Wedding seating arrangements

How to put a wedding seating plan together:
It's not as easy as you may think and leaving the seating arrangements to the last minute doesn't help either finds Angelique Ruzicka
Like most couples we left sorting out the seating plan till just before the wedding. It wasn't as easy as I expected. I wondered whether people would get offended if they didn't sit close to the bridal table. Would they all get along? Could we lump my friends together with my partner's friends? The list of concerns went on and on.
But in the end with the wedding day looming we had to cast those fears aside. The first tip is to work with the room and the space that you have available to you. Ask your venue manager how many tables can fit into the venue and how many chairs can be put around them.
Consider too where things are located relative to where people are sitting. You don't for example want to put the elderly grandparents too close to the loudspeakers and disabled people should be seated close to the exit or at a table that is accessible.

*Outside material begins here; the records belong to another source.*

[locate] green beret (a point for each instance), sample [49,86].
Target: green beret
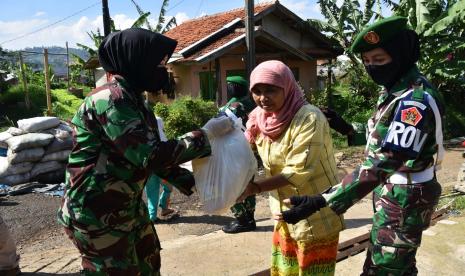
[237,79]
[377,33]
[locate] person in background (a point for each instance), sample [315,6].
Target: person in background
[116,147]
[293,140]
[9,259]
[240,104]
[405,135]
[152,189]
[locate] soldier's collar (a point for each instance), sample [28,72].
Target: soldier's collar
[405,82]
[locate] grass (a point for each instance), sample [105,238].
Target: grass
[457,204]
[12,107]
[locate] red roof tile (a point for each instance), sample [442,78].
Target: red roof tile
[194,30]
[215,45]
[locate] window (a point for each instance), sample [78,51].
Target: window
[208,85]
[295,72]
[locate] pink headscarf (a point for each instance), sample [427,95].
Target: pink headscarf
[273,124]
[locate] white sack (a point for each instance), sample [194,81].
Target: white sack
[16,131]
[65,126]
[29,140]
[37,124]
[8,169]
[3,137]
[57,133]
[222,177]
[15,179]
[26,155]
[46,167]
[59,145]
[57,156]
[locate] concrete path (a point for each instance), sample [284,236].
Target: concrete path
[217,253]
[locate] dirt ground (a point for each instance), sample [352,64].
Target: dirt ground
[32,217]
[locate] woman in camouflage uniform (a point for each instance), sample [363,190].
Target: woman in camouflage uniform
[405,135]
[116,147]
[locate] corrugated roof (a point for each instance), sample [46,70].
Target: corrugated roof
[194,30]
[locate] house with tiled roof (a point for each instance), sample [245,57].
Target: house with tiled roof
[212,47]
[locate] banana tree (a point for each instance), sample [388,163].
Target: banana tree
[161,27]
[342,23]
[441,27]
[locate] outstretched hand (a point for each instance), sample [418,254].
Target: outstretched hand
[303,207]
[220,126]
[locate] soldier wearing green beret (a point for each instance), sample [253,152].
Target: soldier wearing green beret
[404,149]
[241,105]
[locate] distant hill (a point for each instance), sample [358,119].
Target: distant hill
[58,63]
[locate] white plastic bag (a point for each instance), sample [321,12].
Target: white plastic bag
[222,177]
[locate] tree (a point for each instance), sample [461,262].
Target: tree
[441,27]
[161,27]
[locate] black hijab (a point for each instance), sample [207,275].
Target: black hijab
[135,55]
[404,49]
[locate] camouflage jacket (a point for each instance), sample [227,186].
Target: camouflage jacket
[402,139]
[116,147]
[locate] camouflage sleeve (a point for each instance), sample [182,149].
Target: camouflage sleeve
[362,181]
[123,126]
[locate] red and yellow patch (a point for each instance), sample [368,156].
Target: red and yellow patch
[371,37]
[411,116]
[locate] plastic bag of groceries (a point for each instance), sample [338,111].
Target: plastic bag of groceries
[222,177]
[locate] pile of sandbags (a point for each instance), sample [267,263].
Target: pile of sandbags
[37,150]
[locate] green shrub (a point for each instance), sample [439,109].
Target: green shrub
[64,104]
[454,122]
[16,94]
[184,115]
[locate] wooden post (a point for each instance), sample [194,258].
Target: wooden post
[23,76]
[329,89]
[67,62]
[249,36]
[219,90]
[106,18]
[47,83]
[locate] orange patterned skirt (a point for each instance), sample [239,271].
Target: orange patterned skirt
[297,258]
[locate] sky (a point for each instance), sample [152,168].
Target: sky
[28,23]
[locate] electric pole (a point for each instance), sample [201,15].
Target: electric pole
[106,18]
[249,36]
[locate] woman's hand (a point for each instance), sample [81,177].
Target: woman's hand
[217,127]
[251,189]
[303,207]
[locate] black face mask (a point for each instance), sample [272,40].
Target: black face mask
[385,75]
[159,79]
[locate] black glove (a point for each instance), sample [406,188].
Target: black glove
[304,206]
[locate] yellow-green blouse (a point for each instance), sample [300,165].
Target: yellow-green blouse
[304,156]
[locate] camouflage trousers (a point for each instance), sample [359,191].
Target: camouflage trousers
[242,209]
[402,212]
[118,253]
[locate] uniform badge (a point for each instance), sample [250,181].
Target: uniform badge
[371,37]
[411,116]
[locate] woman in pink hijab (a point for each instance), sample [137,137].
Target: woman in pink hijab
[293,140]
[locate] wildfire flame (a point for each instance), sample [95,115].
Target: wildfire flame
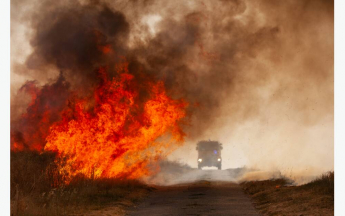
[115,133]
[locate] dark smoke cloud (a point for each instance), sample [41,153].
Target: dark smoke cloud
[233,61]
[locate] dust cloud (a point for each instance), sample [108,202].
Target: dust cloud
[258,75]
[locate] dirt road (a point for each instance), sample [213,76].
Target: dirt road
[203,192]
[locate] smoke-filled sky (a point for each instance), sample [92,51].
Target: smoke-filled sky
[258,75]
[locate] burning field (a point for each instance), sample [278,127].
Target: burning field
[103,92]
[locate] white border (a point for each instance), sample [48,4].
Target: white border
[5,106]
[339,107]
[339,116]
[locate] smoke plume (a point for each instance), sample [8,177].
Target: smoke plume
[258,75]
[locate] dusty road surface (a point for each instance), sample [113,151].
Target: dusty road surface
[200,192]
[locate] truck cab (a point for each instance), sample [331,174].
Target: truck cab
[209,154]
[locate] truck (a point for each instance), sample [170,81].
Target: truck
[209,154]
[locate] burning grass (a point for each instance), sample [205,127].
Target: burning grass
[279,197]
[35,191]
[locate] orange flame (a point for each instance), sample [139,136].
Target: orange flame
[117,137]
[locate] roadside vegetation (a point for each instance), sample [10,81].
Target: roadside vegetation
[37,188]
[280,197]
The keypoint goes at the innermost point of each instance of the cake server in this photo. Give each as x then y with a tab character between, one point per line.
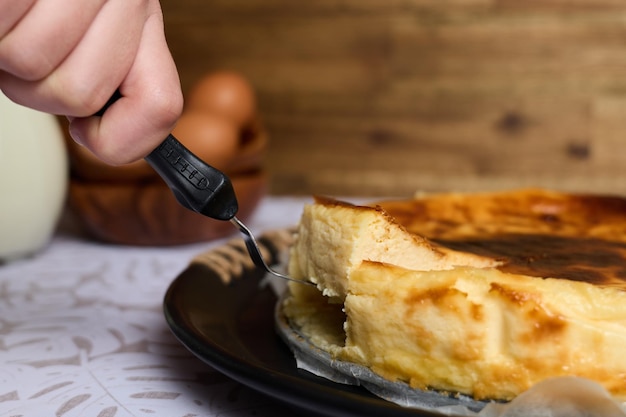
202	188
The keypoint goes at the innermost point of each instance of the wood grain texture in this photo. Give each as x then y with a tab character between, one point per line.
378	98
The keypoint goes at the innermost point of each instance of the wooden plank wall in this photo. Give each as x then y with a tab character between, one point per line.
386	97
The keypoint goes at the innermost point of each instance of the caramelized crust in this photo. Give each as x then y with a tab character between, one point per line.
530	232
482	294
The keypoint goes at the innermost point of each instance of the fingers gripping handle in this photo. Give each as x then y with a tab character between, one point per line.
196	185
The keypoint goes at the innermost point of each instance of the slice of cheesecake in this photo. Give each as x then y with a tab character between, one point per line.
334	237
481	294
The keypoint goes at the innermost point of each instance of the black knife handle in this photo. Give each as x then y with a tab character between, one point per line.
195	184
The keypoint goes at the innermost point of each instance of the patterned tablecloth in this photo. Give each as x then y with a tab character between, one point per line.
82	333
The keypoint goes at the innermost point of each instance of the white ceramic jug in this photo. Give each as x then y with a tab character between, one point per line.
34	178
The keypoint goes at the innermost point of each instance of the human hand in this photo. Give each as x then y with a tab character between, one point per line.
68	57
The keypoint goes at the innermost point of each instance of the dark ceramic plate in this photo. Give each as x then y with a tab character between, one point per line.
231	327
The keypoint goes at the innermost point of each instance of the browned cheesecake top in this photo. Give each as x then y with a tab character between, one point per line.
532	232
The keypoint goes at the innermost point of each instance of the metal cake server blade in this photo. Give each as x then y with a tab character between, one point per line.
206	190
201	188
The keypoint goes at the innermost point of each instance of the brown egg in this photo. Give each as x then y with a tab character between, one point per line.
212	138
226	94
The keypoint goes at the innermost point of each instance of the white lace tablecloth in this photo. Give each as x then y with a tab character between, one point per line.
82	333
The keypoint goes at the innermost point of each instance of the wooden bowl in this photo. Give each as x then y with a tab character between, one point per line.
148	214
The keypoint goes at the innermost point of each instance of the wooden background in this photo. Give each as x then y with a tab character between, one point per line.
386	97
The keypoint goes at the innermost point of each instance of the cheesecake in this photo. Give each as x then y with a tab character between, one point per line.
482	294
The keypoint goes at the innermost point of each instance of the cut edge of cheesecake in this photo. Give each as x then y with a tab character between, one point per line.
371	235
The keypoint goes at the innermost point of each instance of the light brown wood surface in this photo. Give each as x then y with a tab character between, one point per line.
386	97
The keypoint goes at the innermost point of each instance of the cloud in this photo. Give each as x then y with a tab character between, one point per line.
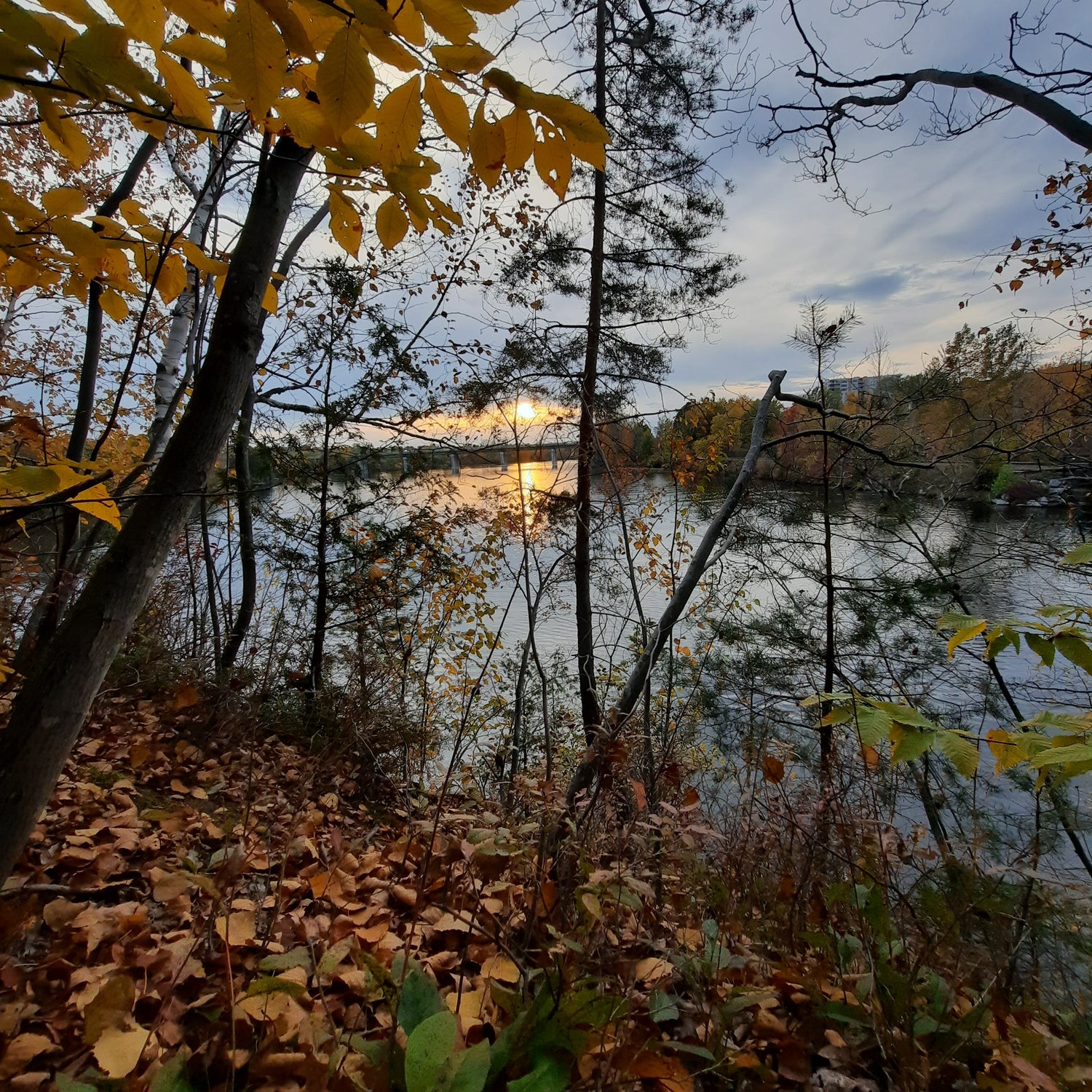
871	286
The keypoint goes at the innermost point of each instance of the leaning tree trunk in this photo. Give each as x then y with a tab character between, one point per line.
582	546
50	708
248	557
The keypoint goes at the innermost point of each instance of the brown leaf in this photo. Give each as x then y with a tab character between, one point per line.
24	1048
118	1052
109	1008
237	928
773	769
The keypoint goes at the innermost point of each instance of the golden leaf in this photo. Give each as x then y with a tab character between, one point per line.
207	17
345	222
391	222
209	55
448	17
173	279
410	24
470	58
344	82
487	148
449	109
96	502
118	1052
270	298
65	201
256	57
388	50
143	19
519	138
114	305
553	161
190	100
399	122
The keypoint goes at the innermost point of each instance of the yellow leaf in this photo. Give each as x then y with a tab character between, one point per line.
399	122
293	31
19	277
491	7
207	17
470	58
519	139
567	115
96	502
209	55
553	161
502	969
593	153
410	24
345	222
256	57
388	50
32	482
118	1052
143	19
173	279
237	928
270	298
114	305
190	100
63	133
201	261
487	148
391	223
963	636
345	83
449	109
63	201
448	17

Avoid trying to scribble down guest's names under table headings. Rather do a large visual drawing of the table plan with people sitting in the exact sequence that you would like them too. This will help when you want to make things clear to your wedding co-ordinator, function manager and the waiters.
Try to put close friends and family nearer to the bridal table. If you think some people may get offended that they weren't put at table '2' or '3' rather come up with names for the tables. Names can be derived from the theme of the wedding. For example a recent wedding I attended in Bath had the tables named after novels from Jane Austen. Austen lived in Bath between 1801 and 1806.
The second thing to bear in mind is that it's impossible to please everyone. But there are some things you should consider when it comes to making your guests as comfortable as possible. Ask yourself: Can they all speak the same language? Do they know one another?
If not try and seat guests together that have something in common that will help kick start the conversation. There is nothing more boring than attending a wedding where you can't speak to people or find some way with which to begin some small talk.
“Generally you should try to put families together and work colleagues together. But if you know people don't get on, try seating them separately. It is worth breaking with tradition to have a stress free wedding,” adds Mark Norton-Noon, associate at Lancashire Wedding Planners.
You may be tempted to create a children's table, but Norton-Noon advises against this in certain instances: “Young children should be seated with their parents. Older children can be seated with their parents or on a table together.
Where to put single friends and family members is always a dilemma. Traditionally, you'd seat guests by alternating male-female-male-female but Norton-Noon says you don't have to adhere to this rule. “Try to create balanced tables, with even numbers of males and females. If it is a group of people that know each other well you could try splitting up married couples for extra variety. Try to avoid putting guests on the same table as ex-partners, unless you are sure this is okay,” he advises.
It's also difficult to decide who should sit at the bridal table. My husband and I settled for having both sets of parents and the best man (his brother). This made sense as we had all the people who needed to make speeches, i.e. my husband, father, father in-law (who was also master of ceremonies) and brother in law who was the best man located in one area. So the speeches were conducted effortlessly and there was no awkward moments of having to wait for the speaker to get to the front of the room. “If you really can’t decide on who is to sit at the top table, consider having a sweetheart table where the bride and groom are seated together on their own. This allows the couple to have some time together and to leave the table at their own discretion to mingle with the guests,” says Norton-Noon.
Ultimately, you will end up with a couple of stragglers that don't fall into the category of 'colleague', 'child' or 'relative'. Again, it's tempting to lump them all together on one table but it's far more appropriate to distribute them evenly at various tables.